An alternative is to use a rolling (or moving) fixed length window. For a window width 2, we get alpha=2/3, and weights of 1/3, and 1. The rolling window would give:

y[0] = (1 * x[0]) / 1
y[1] = (1 * x[1] + 1/3 * x[0]) / (1 + 1/3)
y[2] = (1 * x[2] + 1/3 * x[1]) / (1 + 1/3)
y[3] = (1 * x[3] + 1/3 * x[2]) / (1 + 1/3)

Here the documentation says:

When adjust is False, weighted averages are calculated recursively as: weighted_average[0] = arg[0]; weighted_average[i] = (1-alpha)*weighted_average[i-1] + alpha*arg[i].

which is the recursive/expanding window method

However right above this quote, the same doc says:

When adjust is True (default), weighted averages are calculated using weights (1-alpha)**(n-1), (1-alpha)**(n-2), ..., 1-alpha, 1.

Further, going here and paging down a couple of times and you get the following explanation of span, half-life, and other terms:

Span corresponds to what is commonly called an “N-day EW moving average”.

This at least suggests that calling the function as: aSeries.ewm (span=2, adjust=True).mean () will result in a rolling window as above.

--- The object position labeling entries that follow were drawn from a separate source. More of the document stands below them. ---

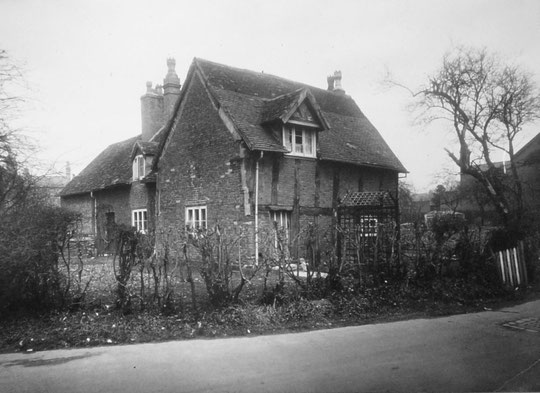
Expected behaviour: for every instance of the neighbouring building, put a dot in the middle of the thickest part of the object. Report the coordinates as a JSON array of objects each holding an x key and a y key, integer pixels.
[
  {"x": 243, "y": 149},
  {"x": 51, "y": 185}
]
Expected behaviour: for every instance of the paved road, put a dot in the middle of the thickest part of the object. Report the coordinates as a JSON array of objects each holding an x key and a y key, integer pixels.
[{"x": 472, "y": 352}]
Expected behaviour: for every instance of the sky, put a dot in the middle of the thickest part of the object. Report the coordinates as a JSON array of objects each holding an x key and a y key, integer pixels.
[{"x": 86, "y": 63}]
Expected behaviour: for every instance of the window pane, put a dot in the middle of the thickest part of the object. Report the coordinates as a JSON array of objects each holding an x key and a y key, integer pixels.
[
  {"x": 309, "y": 142},
  {"x": 298, "y": 144},
  {"x": 287, "y": 141},
  {"x": 141, "y": 166}
]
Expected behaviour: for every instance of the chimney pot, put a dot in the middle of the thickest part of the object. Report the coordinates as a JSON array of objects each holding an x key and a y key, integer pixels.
[
  {"x": 337, "y": 82},
  {"x": 149, "y": 87}
]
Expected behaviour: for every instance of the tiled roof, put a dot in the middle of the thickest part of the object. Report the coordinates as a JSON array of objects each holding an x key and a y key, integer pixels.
[
  {"x": 274, "y": 108},
  {"x": 252, "y": 98},
  {"x": 368, "y": 199},
  {"x": 112, "y": 167}
]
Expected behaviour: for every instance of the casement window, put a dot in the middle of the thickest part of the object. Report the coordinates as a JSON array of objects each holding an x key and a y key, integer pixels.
[
  {"x": 139, "y": 220},
  {"x": 300, "y": 140},
  {"x": 369, "y": 226},
  {"x": 138, "y": 167},
  {"x": 196, "y": 218},
  {"x": 282, "y": 222}
]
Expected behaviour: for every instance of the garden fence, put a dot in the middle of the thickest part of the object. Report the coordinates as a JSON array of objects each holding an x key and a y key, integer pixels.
[{"x": 512, "y": 267}]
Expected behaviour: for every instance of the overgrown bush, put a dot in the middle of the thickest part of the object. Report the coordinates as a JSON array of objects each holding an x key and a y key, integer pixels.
[{"x": 30, "y": 243}]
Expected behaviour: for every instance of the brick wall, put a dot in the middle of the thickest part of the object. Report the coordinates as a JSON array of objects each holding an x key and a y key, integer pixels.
[
  {"x": 199, "y": 166},
  {"x": 202, "y": 164},
  {"x": 84, "y": 205}
]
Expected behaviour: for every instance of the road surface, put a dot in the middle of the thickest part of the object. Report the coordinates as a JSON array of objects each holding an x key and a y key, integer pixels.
[{"x": 471, "y": 352}]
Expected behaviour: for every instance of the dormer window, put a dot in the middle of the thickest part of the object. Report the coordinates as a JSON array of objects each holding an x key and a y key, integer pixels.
[
  {"x": 139, "y": 170},
  {"x": 300, "y": 140}
]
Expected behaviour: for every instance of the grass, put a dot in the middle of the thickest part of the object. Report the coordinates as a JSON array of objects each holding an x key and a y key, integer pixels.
[{"x": 99, "y": 322}]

So for x = [ 0, 1, 2, 3, ... ] we get:

y[0] =  1 * 0 / 1
y[1] = (1 * 1 + 1/3 * 0) / (1 + 1/3)
y[2] = (1 * 2 + 1/3 * 1) / (1 + 1/3)
y[3] = (1 * 3 + 1/3 * 2) / (1 + 1/3)

which is not what is produced

So either the method is not making a rolling (or moving) window calculation, or the documentation is problematic. Rereading the document several times, I tend to think the rolling window calculation is not intended, but rather the documentation is overly fuzzy.

max-sixty commented 6 years ago

In the interests of expediency, I'm going to jump in at the first point I have a question.

The rolling window would give:

y[0] = (1 * x[0]) / 1
y[1] = (1 * x[1] + 1/3 * x[0]) / (1 + 1/3)

When you say rolling, do you mean ewm? If so, should that be 1 * y[0] rather than 1 * x[1]? If not, how do you derive the formula? There's no alpha in a rolling calc, only a window?

TwoToFourYears commented 6 years ago

rolling is the method rolling or the moving window of mwa. There are various documents that describe the calculations.

mroeschke commented 5 years ago

Closing as this appears mostly a usage question. If there's specifics in the documentation that could be improved, a new issue can be opened to address that.